Voando com a bela da tarde

Ela devia ter o quê? Vinte, vinte e um.

Eu estava sentado na 10C, corredor. Ao meu lado, duas poltronas vagas. Ela vem vindo lá da frente e o pensamento começa a dizer aqui, aqui, aqui. E ela se sentou aqui. Levantei-me quando chegou, sou educado, mamãe ensinou. E minha filha acrescentaria: velho tarado.

Sabe gracinha? Pois. Meio esculhambada, despenteada no ponto certo, calça de brim justa e amarrotada. Pele de pêssego, como diria Machado de Assis se cá voasse.

Mal o avião se estabilizou lá em cima, ela foi para o banheiro com uma espécie de frasqueira. Licença, licença, joelho com joelho.

Uns quinze minutos lá dentro, o que já estava me deixando preocupado. A porta se abre e sai outra moça lá de dentro. Quer dizer, era ela, mas tinha trocado de roupa. Devia ter o que agora? Trinta, trinta e cinco? Um tailleur (não sei se é assim que escreve, mas ela usava essa coisa horrível). Quase dei um toque, mas eu não tinha nada a ver com aquilo. Queria dizer que ela era muito mais bonita, jovem. Um pedaço da barra da calça Lee saía para fora da frasqueira me lembrando como ela era há vinte minutos e alguns anos atrás.

Eis que pega uma outra frasqueira, retira duas escovas lá de dentro e dá um trato no cabelo. Alisou aquele desarranjo tentador. Prendeu atrás.
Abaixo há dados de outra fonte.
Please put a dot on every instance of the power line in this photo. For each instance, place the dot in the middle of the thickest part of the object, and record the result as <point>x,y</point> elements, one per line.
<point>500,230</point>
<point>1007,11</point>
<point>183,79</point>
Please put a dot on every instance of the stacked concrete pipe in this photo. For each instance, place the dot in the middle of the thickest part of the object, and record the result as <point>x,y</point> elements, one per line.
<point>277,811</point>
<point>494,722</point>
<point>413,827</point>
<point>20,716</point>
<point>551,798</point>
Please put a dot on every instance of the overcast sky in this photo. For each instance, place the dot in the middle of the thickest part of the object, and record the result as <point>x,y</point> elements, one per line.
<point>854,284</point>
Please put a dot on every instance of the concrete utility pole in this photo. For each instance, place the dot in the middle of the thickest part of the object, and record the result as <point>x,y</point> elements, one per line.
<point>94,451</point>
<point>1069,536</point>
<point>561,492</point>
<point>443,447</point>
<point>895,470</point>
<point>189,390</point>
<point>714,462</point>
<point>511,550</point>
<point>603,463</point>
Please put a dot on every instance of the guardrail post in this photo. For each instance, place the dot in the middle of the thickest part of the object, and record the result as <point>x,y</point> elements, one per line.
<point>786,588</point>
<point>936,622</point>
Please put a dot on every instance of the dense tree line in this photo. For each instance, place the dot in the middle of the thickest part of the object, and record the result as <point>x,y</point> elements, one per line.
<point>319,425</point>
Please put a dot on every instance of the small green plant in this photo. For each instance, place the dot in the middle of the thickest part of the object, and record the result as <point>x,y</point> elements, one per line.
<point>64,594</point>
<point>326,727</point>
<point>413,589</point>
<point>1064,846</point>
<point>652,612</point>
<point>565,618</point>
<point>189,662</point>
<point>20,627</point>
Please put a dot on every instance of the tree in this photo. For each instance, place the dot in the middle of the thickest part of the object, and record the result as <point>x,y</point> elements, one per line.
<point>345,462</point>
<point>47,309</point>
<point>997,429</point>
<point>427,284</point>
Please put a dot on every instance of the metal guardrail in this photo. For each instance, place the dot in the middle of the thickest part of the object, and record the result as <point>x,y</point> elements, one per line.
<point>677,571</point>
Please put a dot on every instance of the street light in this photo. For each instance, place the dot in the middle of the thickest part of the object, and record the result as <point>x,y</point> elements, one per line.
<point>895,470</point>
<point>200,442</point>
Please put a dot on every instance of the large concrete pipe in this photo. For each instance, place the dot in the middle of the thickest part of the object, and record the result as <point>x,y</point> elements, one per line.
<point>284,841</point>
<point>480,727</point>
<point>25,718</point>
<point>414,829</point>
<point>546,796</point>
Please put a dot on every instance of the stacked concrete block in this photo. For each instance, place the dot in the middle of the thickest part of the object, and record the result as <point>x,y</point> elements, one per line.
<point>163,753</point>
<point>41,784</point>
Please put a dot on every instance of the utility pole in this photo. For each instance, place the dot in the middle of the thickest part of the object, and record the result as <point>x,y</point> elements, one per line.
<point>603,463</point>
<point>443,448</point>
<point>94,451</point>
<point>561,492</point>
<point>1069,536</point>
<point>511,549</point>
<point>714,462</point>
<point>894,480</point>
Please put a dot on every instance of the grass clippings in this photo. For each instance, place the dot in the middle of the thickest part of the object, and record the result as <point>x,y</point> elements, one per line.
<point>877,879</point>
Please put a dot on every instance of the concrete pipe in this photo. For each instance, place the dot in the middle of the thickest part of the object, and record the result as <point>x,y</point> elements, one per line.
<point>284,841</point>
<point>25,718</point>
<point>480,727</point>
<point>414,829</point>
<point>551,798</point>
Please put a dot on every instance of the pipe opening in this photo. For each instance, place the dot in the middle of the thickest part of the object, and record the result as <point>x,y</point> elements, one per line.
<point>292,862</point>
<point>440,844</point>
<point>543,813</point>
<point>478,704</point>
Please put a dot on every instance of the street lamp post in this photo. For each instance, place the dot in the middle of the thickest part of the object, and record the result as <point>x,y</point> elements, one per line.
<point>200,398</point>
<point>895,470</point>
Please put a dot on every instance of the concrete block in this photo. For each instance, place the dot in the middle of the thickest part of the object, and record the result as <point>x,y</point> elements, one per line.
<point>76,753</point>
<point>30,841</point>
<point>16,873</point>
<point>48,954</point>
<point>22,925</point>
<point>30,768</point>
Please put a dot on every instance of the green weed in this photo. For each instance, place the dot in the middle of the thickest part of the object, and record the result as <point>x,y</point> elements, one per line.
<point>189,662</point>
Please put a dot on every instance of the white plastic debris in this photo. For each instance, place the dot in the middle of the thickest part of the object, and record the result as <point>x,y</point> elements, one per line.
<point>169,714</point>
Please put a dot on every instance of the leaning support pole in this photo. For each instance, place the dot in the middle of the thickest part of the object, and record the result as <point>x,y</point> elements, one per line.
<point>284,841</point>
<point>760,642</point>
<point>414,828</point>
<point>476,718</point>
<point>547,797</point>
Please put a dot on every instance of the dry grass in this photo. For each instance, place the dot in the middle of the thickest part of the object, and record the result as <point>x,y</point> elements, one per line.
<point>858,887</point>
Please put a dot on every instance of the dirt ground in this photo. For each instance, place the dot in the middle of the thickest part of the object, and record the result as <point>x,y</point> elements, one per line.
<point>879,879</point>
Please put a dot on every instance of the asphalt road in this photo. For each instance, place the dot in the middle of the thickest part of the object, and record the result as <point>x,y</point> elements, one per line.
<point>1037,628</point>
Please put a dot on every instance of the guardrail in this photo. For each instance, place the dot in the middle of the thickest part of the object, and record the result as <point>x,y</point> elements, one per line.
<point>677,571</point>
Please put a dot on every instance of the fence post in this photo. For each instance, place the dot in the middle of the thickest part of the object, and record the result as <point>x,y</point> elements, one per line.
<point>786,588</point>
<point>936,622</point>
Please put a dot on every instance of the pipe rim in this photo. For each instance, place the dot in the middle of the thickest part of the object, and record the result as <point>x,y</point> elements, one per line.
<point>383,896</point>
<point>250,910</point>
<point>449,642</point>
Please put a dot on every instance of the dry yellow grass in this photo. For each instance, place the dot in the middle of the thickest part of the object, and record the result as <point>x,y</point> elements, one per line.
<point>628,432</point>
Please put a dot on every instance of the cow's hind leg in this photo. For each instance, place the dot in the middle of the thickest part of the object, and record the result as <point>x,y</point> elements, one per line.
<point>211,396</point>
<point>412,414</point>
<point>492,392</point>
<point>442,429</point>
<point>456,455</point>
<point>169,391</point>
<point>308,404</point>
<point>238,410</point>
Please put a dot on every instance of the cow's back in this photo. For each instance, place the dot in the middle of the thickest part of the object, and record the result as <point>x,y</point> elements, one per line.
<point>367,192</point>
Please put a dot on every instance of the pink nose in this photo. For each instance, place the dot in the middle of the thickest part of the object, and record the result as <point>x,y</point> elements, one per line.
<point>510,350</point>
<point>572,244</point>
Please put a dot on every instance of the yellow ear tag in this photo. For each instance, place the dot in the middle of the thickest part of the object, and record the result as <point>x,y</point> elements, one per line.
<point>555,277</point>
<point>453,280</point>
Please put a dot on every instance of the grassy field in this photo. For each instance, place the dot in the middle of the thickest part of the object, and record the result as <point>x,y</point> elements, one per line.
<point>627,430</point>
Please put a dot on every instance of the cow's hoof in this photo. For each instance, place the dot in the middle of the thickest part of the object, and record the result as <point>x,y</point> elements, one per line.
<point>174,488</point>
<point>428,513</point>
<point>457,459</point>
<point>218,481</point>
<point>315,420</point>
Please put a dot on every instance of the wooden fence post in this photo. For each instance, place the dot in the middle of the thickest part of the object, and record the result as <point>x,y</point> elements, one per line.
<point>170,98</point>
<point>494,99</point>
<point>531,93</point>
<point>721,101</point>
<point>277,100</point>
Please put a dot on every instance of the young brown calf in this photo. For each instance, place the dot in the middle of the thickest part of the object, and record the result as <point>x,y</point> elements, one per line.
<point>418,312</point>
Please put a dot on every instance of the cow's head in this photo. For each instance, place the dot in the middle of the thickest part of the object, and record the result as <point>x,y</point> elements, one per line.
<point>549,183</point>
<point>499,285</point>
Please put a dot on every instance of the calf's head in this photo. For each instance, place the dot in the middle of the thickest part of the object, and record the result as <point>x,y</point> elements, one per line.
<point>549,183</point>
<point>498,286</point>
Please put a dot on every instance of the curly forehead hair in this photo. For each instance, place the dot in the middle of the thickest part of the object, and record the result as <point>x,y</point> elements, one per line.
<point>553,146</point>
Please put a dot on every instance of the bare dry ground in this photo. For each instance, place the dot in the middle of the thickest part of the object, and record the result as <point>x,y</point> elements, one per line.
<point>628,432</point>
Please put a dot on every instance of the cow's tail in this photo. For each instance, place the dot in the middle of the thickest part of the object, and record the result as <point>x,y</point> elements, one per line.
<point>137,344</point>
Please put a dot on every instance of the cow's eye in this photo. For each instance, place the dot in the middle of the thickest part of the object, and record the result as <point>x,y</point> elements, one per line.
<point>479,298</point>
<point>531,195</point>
Já estava com uns quarenta anos a minha mocinha.

Mas a coisa não parou aí. Pegou lá de dentro o material de pintura. Colocou um espelho na mesinha onde deveria ter colocado um vinho tinto, como eu. E começou a transformação final. Base, rímel, batom. Colocou olheiras nos olhos, sombras, penteou a sobrancelha (que palavrinha…) com um minúsculo pincelzinho preto. Deve ter colocado uns cinco centímetros de base. Sua pele sumiu lá embaixo. O pêssego virou um abacaxi. E, pasmem!, meteu uma pinta falsa na bochecha antes rosada, agora amarelo-malária.

Pronto, ela estava com cinquenta anos. Ou mais.

E eu ali, olhando e começando a imaginar quem é que estaria esperando a moça em Florianópolis. O cara devia ter um mau gosto danado. Quase que eu pensei em falar com ela: como é que o cara vai te beijar, te apertar, se você está com essa gosma toda na cara? Como é que ele vai te beijar toda besuntada assim? Mas tem gente que gosta e eu fiquei na minha.

Foi quando ela tirou uma carta da bolsa. Pelo jeitão do amassado do papel ela já deveria ter lido aquilo umas dez vezes.

Mas leu de novo, ali do meu lado, na 10A. Seu rosto (ou o que restava do seu rosto) foi se contraindo e ela começou a chorar. No começo um chorinho humilde para aquelas alturas. Mas depois a coisa ficou feia. O rosto dela, com aqueles pares e pares de lágrimas foi se melecando com aquilo tudo.

Pegou o guardanapo, passou na cara e agora ela parecia uma velhinha camuflada.

E eu olhando. Rasgou a carta em mil pedaços. Me pediu desculpas, sei lá por que. Pediu licença e foi para o lavatório (que é como se chama banheiro em avião). Desta vez ficou uns vinte minutos e eu ali na 10C apostando comigo mesmo como é que ela iria sair desta vez.

Para meu espanto e alegria, saiu de lá como entrou no avião. Aproveitou que estava no lavatório, lavou tudo, despenteou-se e colocou a velha e boa calça Lee desbotada. Aproveitou e salpicou um sorriso no rosto, como se fosse o talinho de um pêssego. Voltou, joelho-joelho, sentou-se. Agora de tênis.

Limpo e honesto tênis.

E eu, ali, olhando.

Olhando e pensando em quem estaria esperando a menina no aeroporto. Pensando no teor (ou terror) daquela carta.

O avião desceu. Eu desci e fiquei esperando ela para pegar a mala. Eu tinha que saber como ia chegar a menina. O encontro. Como ia ser recebida, de novo com vinte anos. Mas ela não desceu do avião. Não sei se desistiu ou se o seu destino era mesmo Porto Alegre.

Fiquei desesperado, liguei para o Luis Fernando Verissimo. Queria que ele fosse até o aeroporto de lá para ver a chegada da minha menina. Como sempre, ele estava viajando. Tentei o Peninha, o Eduardo Bueno. Secretária eletrônica. Quem mais eu tenho em Porto Alegre?

Ninguém, a não ser ela, a moça da fileira 10.